Ocean-going boom comes up empty in sea of plastic
A floating device sent to corral a swirling island of rubbish between California and Hawaii has not swept up any plastic.
A floating device sent to corral a swirling island of rubbish between California and Hawaii has not swept up any plastic waste.
But the young innovator behind the project says a fix is in the works. Boyan Slat, 24, who launched the Pacific Ocean cleanup project, said the speed of the solar-powered barrier was not allowing it to hold on to the plastic it catches.
“Sometimes the system actually moves slightly slower than the plastic, which of course you don’t want because then you have a chance of losing the plastic again,” Mr Slat said.
A crew of engineers will reach the U-shaped boom today and will work for the next few weeks to widen its span so that it catches more wind and waves to help it go faster, he said.
A ship towed the 600m barrier in September from San Francisco to the Great Pacific Garbage Patch — an island of garbage twice the size of Texas.
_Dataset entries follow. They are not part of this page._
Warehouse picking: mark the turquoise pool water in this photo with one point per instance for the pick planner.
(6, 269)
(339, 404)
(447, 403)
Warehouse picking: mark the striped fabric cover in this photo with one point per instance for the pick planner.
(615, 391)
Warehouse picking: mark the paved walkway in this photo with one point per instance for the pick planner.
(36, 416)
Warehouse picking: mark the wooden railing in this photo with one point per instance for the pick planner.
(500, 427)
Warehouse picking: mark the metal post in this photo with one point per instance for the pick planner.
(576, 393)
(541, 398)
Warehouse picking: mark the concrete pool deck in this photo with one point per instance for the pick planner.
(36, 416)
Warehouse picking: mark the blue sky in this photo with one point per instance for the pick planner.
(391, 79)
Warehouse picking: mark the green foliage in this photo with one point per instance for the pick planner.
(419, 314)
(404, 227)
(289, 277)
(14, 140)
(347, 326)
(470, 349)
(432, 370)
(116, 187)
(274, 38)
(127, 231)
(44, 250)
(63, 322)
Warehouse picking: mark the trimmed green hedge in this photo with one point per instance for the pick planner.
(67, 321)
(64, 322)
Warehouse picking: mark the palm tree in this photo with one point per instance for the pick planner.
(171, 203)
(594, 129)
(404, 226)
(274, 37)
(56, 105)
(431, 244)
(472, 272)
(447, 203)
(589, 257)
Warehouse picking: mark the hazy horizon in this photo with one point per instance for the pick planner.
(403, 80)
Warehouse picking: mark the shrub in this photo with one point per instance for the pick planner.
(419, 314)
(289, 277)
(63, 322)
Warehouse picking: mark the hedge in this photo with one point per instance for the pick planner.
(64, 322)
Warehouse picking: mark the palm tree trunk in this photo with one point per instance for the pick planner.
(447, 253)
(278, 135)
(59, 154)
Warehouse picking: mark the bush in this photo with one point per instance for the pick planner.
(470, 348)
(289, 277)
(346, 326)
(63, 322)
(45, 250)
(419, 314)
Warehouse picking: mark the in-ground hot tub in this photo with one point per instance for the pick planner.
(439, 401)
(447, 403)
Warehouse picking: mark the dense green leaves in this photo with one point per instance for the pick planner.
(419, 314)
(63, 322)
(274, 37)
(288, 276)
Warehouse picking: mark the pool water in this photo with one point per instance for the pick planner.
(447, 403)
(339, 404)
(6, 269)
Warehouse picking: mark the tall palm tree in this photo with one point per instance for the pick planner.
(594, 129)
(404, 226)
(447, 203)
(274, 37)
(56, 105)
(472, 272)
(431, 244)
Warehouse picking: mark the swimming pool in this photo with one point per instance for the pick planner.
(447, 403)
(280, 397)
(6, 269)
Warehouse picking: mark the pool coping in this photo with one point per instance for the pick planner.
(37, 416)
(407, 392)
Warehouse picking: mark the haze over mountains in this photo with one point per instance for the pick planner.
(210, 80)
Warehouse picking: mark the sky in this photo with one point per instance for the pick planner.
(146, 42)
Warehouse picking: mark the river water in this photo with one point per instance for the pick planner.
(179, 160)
It has been in place since the end of October, Mr Slat said. The plastic barrier with a tapered 3m deep screen was intended to act like a coastline, trapping some of the 1.8 trillion pieces of plastic that scientists estimate are swirling in the patch while allowing marine life to swim beneath it.
Mr Slat said he was not deterred by the setback because engineers expected to make tweaks to the system.
“What we’re trying to do has never been done before. So of course we were expecting to still need to fix a few things before it becomes fully operational,” he said of the system created by Ocean Cleanup, an organisation he founded.
Fitted with solar-powered lights, cameras, sensors and satellite antennas, the device communicates its position at all times, allowing a support vessel to fish out the collected plastic every few months and transport it to land for recycling.
Mr Slat expected shipping containers filled with fishing nets, plastic bottles, laundry baskets and other plastic garbage scooped up by the system to be back on land within a year. “We’ve given ourselves a year after launch to get this thing working,” he said. Among those sceptical of the Ocean Cleanup is George Leonard, chief scientist of the Ocean Conservancy, an environmental advocacy group. Mr Leonard says that even if plastic rubbish can be taken out of the ocean, a lot more is pouring in each year.
He said a solution must include stopping plastic from reaching the ocean and educating people to stop using bags.